In quei giorni, in ospedale, aveva più volte riflettuto su quella singolare coincidenza, fra il 13 maggio dell’attentato e il 13 maggio del 1917, quando c’era stata la prima apparizione della Vergine a Fatima; e finì per convincersi che fosse stata la Madonna a salvarlo. E ne concluse: «Una mano ha sparato e un’altra mano ha guidato la pallottola». Per questo, volle che quella pallottola fosse incastonata nella corona della statua della Vergine a Fatima. E, quella «mano che ha sparato», il Papa due anni dopo ebbe il coraggio di stringerla, quando andò a trovare a Rebibbia il suo attentatore, Mehmet Ali Ağca. Un turco, appartenente a un gruppo criminale, i “Lupi grigi”, e lui stesso autore di alcuni delitti, arrestato, incarcerato, e misteriosamente (o non tanto) liberato.

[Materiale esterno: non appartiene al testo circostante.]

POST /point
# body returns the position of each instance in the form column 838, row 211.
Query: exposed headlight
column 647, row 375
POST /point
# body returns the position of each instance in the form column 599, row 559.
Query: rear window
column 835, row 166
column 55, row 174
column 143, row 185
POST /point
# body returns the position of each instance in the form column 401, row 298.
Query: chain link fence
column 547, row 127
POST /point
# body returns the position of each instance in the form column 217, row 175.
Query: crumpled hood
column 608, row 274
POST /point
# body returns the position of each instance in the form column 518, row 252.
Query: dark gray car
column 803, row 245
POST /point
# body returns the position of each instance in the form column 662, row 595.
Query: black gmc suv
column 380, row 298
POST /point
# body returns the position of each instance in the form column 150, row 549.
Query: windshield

Dopo aver sparato al Papa, aveva tentato di fuggire, ma era stato bloccato prima da una suora e poi dalla polizia. Un killer professionista, senza dubbio. Ma mandato da chi? Cadute, l’una dopo l’altra, le ipotesi di una “pista bulgara” e di una “pista islamica”, restava inevitabilmente il sospetto che l’ordine di uccidere fosse venuto, se non proprio dal Cremlino, quantomeno dal KGB o da schegge impazzite dei servizi segreti. C’era da tener conto dello scenario di quel tempo. L’elezione di un Papa polacco che aveva provocato enorme sconcerto tra i capi comunisti. Il suo primo ritorno in patria che aveva creato una atmosfera di libertà in tutto l’Est. La nascita di Solidarność, che rappresentava ogni giorno di più una insopportabile provocazione per il “sistema”. E ancora, il fatto che stesse morendo il cardinale Wyszyński, primate di Polonia, e fiero avversario del regime. Allora, messi insieme tutti questi elementi, non si finisce sempre per tornare allo stesso punto di partenza? Non si finisce sempre per risalire a Mosca e dintorni, per capire chi volesse far fuori Karol Wojtyla, in quanto “grande protettore” di Solidarność dal Vaticano?

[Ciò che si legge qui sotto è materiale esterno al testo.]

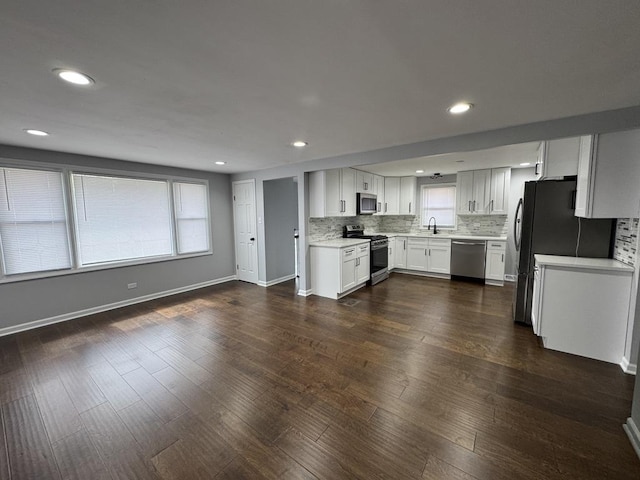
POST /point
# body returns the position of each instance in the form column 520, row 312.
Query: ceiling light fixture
column 458, row 108
column 71, row 76
column 37, row 133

Oltretutto, quando il Papa andò a trovarlo in carcere, sperando invano che chiedesse perdono, Ali Ağca lo accolse con quella domanda che – senza che lui se ne rendesse conto – era estremamente rivelatrice: «Ma perché lei non è morto? Io so di aver mirato come dovevo…». Perché doveva? C’era qualcuno, evidentemente, che gli aveva “commissionato” quell’assassinio; e lui aveva tirato fuori la sua Browning calibro 9, per eseguire l’“incarico” per il quale era  stato profumatamente pagato.